I have been adding recipes for a while to a new cookbook so I could find them when I wanted to cook them. In the electronic age, a digital version seems to make more sense, since I can add, amend, advise, adjust, delete, and reconsider as often as I want to and you can access them if and when you please. I've included the recipes from my original cookbook which many of you have. I'm also going to be adding pictures as I retest many of these recipes. They aren't the latest thing or nouvelle cuisine. They're comfort food, good memories, treasured family recipes, and occasional treats as well as many healthier recipes I've grown to like in recent years. I encourage you to add comments, pictures, and favorite recipes to make this a real family cooking spot. It's the next best thing to sharing a meal.






Sunday, June 13, 2021

Spiced Pickled Carrots, Crooked Creek Gang Style

Phase 1: Ferment the carrots. See note - this phase may be optional

Peel and cut 2 lb carrots, preferably organic. Cut into small sticks, suitable for munching.
Stuff into a 1 qt widemouth jar, and pour over a brine made with about 

4 cups of filtered water
2 tsp of grated lemon peel
2 inch piece of ginger root, cut into chunks
1 Tablespoon plus 2 Teaspoons of pickling salt. You can use other noniodized salt, such as sea salt, but the brine may be cloudy and the saltiness of the final product may vary. 
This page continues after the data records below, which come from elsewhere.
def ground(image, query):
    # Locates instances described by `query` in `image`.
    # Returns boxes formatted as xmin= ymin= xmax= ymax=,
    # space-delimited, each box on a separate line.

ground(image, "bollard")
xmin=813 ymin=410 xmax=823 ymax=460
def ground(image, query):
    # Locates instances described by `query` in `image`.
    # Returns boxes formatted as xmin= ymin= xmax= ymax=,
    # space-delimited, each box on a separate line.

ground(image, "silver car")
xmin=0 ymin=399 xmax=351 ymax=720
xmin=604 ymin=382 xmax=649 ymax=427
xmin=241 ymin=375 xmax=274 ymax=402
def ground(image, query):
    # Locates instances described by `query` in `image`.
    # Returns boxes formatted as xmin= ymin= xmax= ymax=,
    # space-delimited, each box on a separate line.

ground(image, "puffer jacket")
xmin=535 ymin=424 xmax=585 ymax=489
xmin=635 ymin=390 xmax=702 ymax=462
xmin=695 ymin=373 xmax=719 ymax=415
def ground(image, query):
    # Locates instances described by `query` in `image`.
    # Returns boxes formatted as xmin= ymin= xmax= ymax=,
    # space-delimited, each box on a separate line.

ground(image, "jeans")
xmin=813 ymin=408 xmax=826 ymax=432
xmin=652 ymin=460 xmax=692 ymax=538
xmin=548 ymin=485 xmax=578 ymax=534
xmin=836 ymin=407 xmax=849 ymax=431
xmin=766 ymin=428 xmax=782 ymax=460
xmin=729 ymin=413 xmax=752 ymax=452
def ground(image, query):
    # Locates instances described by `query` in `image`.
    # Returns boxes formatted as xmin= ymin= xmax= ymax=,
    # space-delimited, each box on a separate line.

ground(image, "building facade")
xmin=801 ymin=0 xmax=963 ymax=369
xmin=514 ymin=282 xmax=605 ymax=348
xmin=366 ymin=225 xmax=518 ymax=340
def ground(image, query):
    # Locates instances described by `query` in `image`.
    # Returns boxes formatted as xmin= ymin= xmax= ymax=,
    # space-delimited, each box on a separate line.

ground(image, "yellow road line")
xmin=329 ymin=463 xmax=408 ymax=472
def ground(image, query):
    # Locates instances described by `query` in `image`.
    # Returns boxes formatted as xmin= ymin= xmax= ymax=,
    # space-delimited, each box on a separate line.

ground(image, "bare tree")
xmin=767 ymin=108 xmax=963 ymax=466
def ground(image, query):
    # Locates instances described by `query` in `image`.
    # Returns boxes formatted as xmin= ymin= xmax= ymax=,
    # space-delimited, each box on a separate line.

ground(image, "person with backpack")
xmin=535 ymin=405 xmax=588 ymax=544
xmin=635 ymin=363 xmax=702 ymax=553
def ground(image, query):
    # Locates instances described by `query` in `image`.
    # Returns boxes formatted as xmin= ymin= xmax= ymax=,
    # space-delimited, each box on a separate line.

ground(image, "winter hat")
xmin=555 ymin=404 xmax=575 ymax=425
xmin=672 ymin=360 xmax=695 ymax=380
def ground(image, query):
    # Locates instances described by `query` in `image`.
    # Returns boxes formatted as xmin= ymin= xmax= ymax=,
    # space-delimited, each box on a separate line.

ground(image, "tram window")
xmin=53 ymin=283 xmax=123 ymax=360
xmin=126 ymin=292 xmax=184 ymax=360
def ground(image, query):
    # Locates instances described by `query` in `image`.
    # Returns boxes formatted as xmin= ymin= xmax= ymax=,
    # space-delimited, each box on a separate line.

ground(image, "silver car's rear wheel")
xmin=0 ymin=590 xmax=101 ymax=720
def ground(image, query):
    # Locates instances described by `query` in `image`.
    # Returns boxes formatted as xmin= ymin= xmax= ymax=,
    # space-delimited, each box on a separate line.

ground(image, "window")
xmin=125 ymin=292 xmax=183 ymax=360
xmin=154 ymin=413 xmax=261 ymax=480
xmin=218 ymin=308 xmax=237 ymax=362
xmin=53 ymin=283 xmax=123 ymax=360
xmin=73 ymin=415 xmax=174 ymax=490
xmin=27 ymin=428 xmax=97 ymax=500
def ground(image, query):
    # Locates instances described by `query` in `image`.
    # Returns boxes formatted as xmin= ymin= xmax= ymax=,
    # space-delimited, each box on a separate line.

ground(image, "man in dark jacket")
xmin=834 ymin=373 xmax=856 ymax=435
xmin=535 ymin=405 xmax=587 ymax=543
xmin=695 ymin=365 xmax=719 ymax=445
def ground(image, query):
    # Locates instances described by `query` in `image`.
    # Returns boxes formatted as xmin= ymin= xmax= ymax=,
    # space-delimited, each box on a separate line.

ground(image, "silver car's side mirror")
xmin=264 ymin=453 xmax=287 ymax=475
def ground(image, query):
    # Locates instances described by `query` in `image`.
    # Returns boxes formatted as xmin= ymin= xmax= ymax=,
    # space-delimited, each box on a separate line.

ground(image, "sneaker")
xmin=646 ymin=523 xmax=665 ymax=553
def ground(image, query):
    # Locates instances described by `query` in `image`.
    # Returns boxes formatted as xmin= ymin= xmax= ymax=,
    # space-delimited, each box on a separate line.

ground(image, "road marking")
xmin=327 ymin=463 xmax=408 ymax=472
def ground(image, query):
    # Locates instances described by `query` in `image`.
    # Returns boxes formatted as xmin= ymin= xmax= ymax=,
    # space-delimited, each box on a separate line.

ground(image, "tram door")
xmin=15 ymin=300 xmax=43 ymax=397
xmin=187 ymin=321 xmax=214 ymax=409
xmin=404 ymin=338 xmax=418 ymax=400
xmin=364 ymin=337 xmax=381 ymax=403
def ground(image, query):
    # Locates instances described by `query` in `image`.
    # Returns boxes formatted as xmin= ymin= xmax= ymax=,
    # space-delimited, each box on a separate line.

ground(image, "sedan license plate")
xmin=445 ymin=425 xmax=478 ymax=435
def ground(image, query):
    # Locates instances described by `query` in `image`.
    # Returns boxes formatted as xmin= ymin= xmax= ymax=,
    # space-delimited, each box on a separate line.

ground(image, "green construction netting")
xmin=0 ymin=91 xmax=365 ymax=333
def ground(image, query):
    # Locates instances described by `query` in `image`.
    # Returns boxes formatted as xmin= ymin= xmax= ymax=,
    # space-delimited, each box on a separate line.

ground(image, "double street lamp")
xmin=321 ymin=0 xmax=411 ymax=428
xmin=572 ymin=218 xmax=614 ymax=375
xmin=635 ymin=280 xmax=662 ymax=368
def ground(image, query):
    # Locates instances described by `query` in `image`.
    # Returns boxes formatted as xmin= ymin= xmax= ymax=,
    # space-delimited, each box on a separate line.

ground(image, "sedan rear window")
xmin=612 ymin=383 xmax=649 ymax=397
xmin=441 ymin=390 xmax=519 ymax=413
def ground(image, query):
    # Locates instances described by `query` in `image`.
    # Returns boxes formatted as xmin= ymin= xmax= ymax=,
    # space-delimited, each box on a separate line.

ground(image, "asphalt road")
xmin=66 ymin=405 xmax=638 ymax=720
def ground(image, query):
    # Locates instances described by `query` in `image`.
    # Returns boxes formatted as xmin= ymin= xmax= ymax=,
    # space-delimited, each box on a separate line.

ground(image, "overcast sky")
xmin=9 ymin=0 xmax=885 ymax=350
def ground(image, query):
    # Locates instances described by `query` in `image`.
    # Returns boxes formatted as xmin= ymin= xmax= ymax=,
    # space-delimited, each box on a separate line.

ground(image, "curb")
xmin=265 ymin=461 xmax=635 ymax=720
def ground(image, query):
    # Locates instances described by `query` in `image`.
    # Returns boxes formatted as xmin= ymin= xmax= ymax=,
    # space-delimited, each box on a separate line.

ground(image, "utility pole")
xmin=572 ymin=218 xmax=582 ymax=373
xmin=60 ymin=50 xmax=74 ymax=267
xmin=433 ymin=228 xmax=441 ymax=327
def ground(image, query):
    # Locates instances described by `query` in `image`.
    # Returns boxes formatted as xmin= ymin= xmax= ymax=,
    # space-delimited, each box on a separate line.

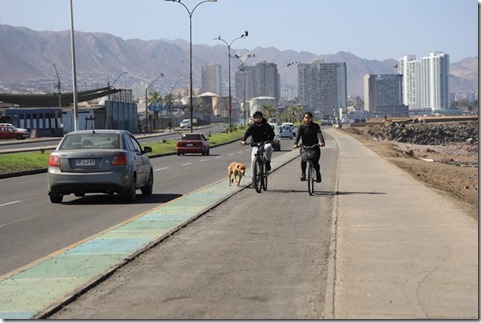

Ferment for about 4-5 days. I use an airlock top and glass weight specifically meant
for a widemouth jar. Other fermenting methods are available, such as in a crock, but this method is good for avoiding any possibility of mold. After 4-5 days, carrots will taste tangy and salty.

Phase 2: Pickle the carrots

Pour out the carrots into a colander and rinse well to get rid of most of the salt. Prepare pickling liquid.
Put into nonreactive pot or large microwavable container: 

2 cups white vinegar
1 cup water
1 1/2 cups granulated sugar
2 - 3 cinnamon sticks
8-10 whole cloves
4-5 whole allspice
1 teaspoon whole mustard seed
2-3 small bay leaves. 
OR, instead of whole spices, 2 tablespoons mixed pickling spice

 This is pretty strong vinegar taste; if you prefer milder, try 1 1/2 cups each vinegar and water, or try apple cider vinegar instead. These will not be canned, so the acid level is up to you. Bring the pickling liquid to a slight simmer, and stir until the sugar is dissolved. Let the pickling liquid cool until you can comfortably feel the side of the pot or microwave bowl or whatever. It can go to room temp, but you don't want it too hot so you "cook" the crispy out of the carrots. And speaking of hot, if you like spicy hot, put in more chunks of ginger or some hot pepper.  Put the carrots back into the rinsed jar, and pour over cooled pickling liquid. Put a regular widemouth lid on for storage, and keep in refrigerator.  Keeps well for several months.